I'm genuinely curious:

How do you handle AI agent costs in production? We built a 4-tier model routing system (Free → Budget → Performance → Premium) with auto-escalation on failure. Is anyone doing this differently?
Team Memory vs RAG — what's your experience? We went with vault-based memory with effectiveness scoring instead of pure vector search. The scoring means bad memories decay. Has anyone combined both approaches?
What's your threshold for "good enough" security in an MVP? We went aggressive (deny-by-default, path traversal, rate limiting) before launch. Some say ship fast, secure later. Curious where others draw the line.

Follow the build: GitHub | kepion.app

Top comments (4)

kanta13jp1 • Apr 17

Really enjoyed this one. The API key story is painfully real — invisible auth defaults are exactly the kind of bug that can waste hours while making you doubt the wrong layer of the stack.

What stood out to me most was the combination of deny-by-default security, trace-based observability, and cost circuit breakers before launch. A lot of build-in-public posts focus on speed only, but your write-up makes a strong case that these controls are what let speed scale without turning into chaos.

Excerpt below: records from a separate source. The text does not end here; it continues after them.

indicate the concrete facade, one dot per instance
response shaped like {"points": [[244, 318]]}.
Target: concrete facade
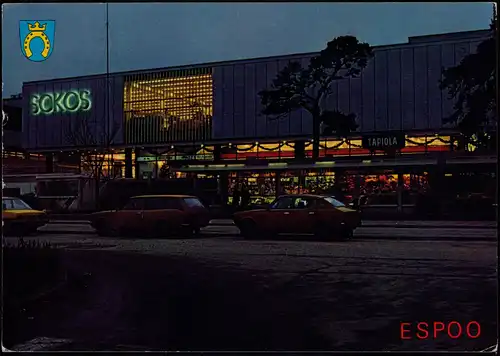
{"points": [[398, 90]]}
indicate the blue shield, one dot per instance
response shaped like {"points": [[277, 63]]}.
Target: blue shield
{"points": [[37, 39]]}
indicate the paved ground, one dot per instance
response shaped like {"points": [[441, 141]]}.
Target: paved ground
{"points": [[222, 293]]}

Also, the Team Memory point is interesting. The idea that memory should compound, but bad memories should decay, feels much closer to how agent systems actually need to learn in production than raw retrieval alone.

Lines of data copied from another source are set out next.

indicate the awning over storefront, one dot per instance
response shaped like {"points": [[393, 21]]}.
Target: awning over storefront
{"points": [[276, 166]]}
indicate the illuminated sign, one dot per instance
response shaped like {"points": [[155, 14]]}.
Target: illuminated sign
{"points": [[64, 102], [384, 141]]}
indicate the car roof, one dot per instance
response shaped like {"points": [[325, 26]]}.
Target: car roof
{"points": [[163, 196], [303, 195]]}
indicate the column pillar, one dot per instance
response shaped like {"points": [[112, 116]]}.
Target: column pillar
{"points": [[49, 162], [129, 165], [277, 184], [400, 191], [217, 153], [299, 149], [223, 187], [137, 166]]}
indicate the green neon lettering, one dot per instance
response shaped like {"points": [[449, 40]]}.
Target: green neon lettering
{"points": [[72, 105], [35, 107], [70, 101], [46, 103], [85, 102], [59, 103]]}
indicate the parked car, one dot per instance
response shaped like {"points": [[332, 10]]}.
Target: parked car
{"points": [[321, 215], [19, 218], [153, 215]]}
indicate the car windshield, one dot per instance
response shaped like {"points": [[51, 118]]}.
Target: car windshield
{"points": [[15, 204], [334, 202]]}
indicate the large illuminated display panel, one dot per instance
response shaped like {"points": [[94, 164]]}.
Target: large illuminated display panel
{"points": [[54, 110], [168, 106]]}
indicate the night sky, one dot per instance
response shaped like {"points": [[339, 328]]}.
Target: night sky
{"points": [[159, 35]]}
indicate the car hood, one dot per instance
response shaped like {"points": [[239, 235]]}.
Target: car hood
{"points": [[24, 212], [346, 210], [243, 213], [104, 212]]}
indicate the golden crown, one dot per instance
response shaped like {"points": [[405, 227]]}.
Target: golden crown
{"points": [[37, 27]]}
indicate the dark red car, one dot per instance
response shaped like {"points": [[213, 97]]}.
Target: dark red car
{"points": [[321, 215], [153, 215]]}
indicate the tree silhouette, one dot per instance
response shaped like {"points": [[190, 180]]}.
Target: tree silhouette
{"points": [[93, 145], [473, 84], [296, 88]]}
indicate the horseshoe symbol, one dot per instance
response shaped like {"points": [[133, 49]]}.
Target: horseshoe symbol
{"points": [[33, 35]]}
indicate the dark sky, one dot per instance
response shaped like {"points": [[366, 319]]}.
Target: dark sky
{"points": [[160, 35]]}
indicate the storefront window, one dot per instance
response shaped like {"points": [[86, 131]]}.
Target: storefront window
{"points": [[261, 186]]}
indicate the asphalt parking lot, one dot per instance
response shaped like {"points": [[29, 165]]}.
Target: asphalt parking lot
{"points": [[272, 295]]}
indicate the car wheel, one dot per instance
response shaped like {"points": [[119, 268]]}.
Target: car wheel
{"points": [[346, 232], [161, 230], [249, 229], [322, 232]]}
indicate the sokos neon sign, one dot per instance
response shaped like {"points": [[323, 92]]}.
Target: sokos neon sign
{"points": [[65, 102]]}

Curious to see how your memory approach evolves once more real businesses and edge cases hit the system.

Pavel Gajvoronski • Apr 17

Thanks — the "invisible auth defaults" insight is something I want to turn into a deeper post. There's a whole class of bugs where the LLM provider's auth layer has more failure modes than your actual application code, and nobody talks about it.
On Team Memory — we're about to stress-test it properly. Right now effectiveness scoring works in isolation, but the real question is what happens when 50+ businesses generate conflicting patterns. Does the scoring surface the right learnings or does it drown in noise? Your multi-instance setup would be a perfect test case for this.
Will share the results once we have real traffic hitting it.

kanta13jp1 • Apr 18

That’s exactly the interesting failure mode.

The hard part isn’t whether memory can accumulate patterns — it’s whether it can keep useful patterns distinct from merely frequent ones once the system scales. At 50+ businesses, I’d expect the real test to be conflict resolution: which patterns generalize, which stay local, and which should actively decay because they become misleading outside their original context.

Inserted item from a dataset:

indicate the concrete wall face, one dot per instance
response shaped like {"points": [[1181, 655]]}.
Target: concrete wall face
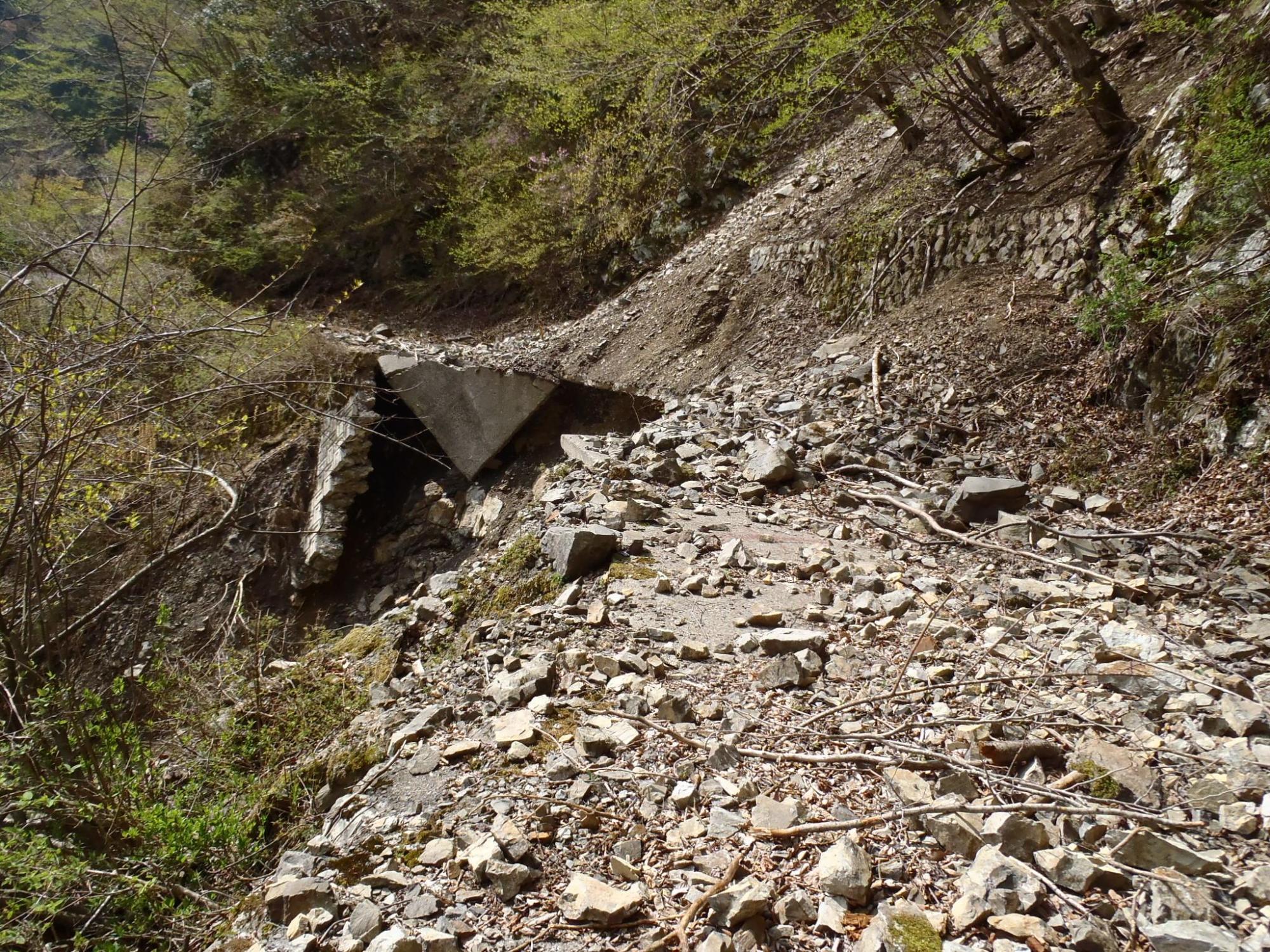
{"points": [[472, 412], [342, 472]]}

That’s also why I think this is a good fit for a multi-instance stress test. The question isn’t just “does memory persist?” but “does it stay scoped, transferable, and trustworthy under conflicting experience?”

Definitely interested to see what real traffic reveals.

Pavel Gajvoronski • Apr 18

The "scoped, transferable, trustworthy" framing is exactly
the right way to decompose this — I've been struggling to
articulate what "memory works" actually means at scale,
and those three axes cut through it cleanly.

The decay question is the one I've been avoiding, honestly.
Right now effectiveness scoring treats memory entries as
roughly equal-weight beyond their initial score. But what
you're describing is different: some patterns need
context-decay (stop applying outside their original scope)
while others need time-decay (used to be true, no longer
is). We have neither mechanism implemented.

That also highlights a specific failure mode I hadn't named:
pattern contamination. A learning generated by Business A's
specific context leaking into Business B's decision-making,
with neither system flagging that the context doesn't
transfer. At 50 businesses, that's potentially 2,450
cross-contamination pairs per learning. Most of them
probably harmless, some probably quietly wrong.

Going to add "conflict resolution under multi-instance
load" as a specific test scenario before we ship team
memory to production. Currently we test it in isolation —
one business, growing over time — which is exactly the
easy case.

If you're running something similar at scale, would be
curious what your current thinking is on pattern scoping.
Do you tag memories with context fingerprints, or is it
more emergent from the retrieval layer?